Last week I wrote a review of Made to Stick by Chip & Dan Heath. One of the qualities of the book that impressed me most was the large number of stories used to illustrate its main points. The book would have been much less inspiring without them. I decided after reading that book, that as I publish my books, I will be sure to make them rife with stories.
So, how do I gather so many stories as the Heath brothers did? How do I organize them? Where is this secret website that has all of these stories grouped by subject so I can spend an afternoon gathering all of them? To answer these questions, I reached out to one of the authors.
Chip Heath was gracious enough to write back with the following:
Hi Ryan, Unfortunately we have discovered no shortcuts, we just read everything we can find that might be relevant. […] I’ve come to the (sad) conclusion that story collection can’t be outsourced.
Good luck with your work.
There are no Shortcuts
I have to admit, I’ve started to become addicted to outsourcing certain tasks to oDesk. I’ve hired 5 different people already to perform tasks from coding to transcribing podcasts. I figured that story collection would be another one of those easy $10/hour jobs I could throw out there.
According to a New York Times bestselling author, I can’t.

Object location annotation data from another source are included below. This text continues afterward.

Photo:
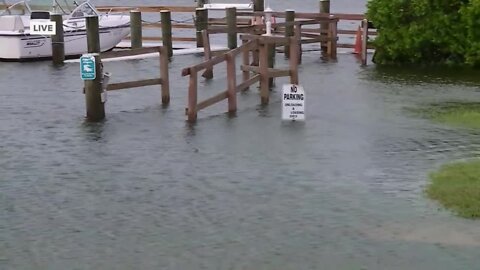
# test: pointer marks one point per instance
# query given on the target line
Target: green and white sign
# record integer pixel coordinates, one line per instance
(87, 67)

Just yesterday I received my regular installment of The Weekly Gold email newsletter, where community builder David Sherry wrote this timely advice:
The short cut to becoming an entrepreneur is to work on launching products for ten years.
The secret to being in great shape is to stick to strict workout regiment and only eat vegetables and lean meats.

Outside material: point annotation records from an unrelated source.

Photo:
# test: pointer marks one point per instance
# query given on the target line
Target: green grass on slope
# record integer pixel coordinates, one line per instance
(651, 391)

The short cut to getting a date with that guy or girl you always see is to go up and talk to them.[…]
The solution has always been right in front of us.

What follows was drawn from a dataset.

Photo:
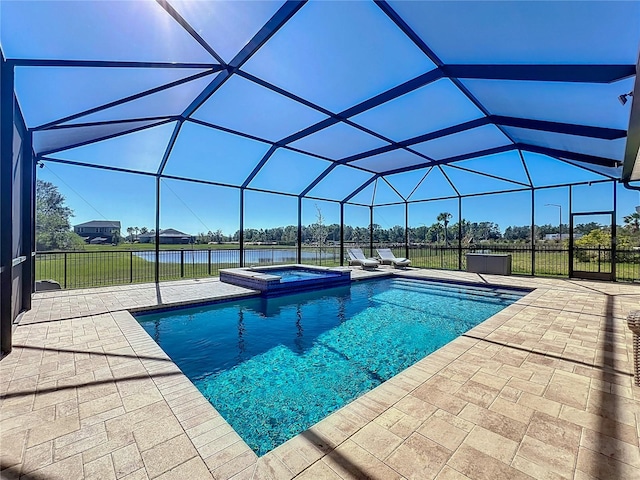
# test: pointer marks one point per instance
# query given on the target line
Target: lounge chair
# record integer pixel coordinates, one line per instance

The real secret is convincing your brain to stop searching and to start doing.
Start doing. It bears repeating.
I often fall into the trap of buying a handful of business books and then spending months reading through them, all of them while not doing anything to apply what I’ve read. As I reflect on the most valuable lessons I’ve learned, they weren’t from reading a book, they were from trial and error.
When We Do, We Grow.
So what is holding you back from trying out that thing that you’ve been thinking of doing? Are you trying to find a shortcut instead of starting the hard work? Are you waiting until you finish reading that “how-to” book before you get started?
Don’t wait, start.
I’m inspired by the story of a man who many consider being the greatest (lyrical) poet of our time, Robert Van Winkle:
A lot of people think I was an overnight success, but I was an opening act for three or four years, and then I signed my contract with EMI. Then it kind of blew up overnight.
-Robert Van Winkle (a.k.a. Vanilla Ice)
From here on out, every time you hear “Ice Ice Baby”, remind yourself that you are in good company as you push forward. Your overnight success comes after a period of hard work–and the hard work comes after you start.